TR: If I see an image that attracts, upsets, or astonishes me–one that stays in my mind for a long time–I begin working. This is the starting point of the research: 
I try to find out how the image was created and in what context–historical, political, or social–the image belongs. After clarifying these questions I begin to create “my own” image, the image I have in my mind, the image that was triggered by the image I saw. Sometimes it can be done in a straightforward way, with
 a camera, but sometimes you need to reflect on how you can manage to make this technically. For example, when I had the idea of photographing the night sky, I realized that with my small telescope, I had no chance of getting high-quality images of stars, so I looked for an observatory with a big telescope where 
I could take the photographs myself. 
But they wouldn’t let me in. So I had to give up the idea of being the author of the photograph, and worked with large-format negatives from the observatory’s archive.

Yes, authorship.
And speaking of authorship [and much more], in his talk with Jörg Colberg for Conscientious, Ruff mentioned authorship and his new show at David Zwirner:

JC: I was going to ask you about that, the idea of landscape photography.

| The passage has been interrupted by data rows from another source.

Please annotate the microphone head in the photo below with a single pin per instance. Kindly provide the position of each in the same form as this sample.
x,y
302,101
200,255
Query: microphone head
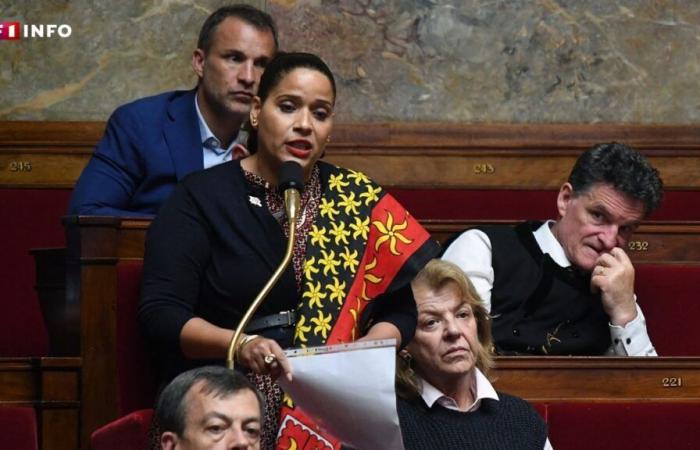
x,y
291,176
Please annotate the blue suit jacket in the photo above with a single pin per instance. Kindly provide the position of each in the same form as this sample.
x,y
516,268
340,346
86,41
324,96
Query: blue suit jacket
x,y
148,146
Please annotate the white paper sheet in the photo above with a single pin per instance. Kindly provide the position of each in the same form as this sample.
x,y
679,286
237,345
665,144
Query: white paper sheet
x,y
349,390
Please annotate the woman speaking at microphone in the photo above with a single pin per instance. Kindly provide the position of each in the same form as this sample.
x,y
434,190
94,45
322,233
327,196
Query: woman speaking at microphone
x,y
219,238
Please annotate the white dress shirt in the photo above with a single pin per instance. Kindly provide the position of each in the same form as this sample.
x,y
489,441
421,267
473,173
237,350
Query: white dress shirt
x,y
482,389
471,251
212,153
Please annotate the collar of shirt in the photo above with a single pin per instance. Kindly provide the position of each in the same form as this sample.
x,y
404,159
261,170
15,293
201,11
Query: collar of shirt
x,y
484,389
211,146
549,244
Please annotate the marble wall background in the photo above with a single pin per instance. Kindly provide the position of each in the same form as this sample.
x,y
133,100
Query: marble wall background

Scientific photographs, say the Mars rover images, in principle are landscape photographs along the lines of early survey landscape photography in the American West.
TR: That’s where it continues. On top of that, it’s also about automated photography, photographs made by robots. That’s all part of it, the surrender of authorship… Ma.r.s. contains a bit more authorship than Stars where all I did was to select the area and to do the cropping.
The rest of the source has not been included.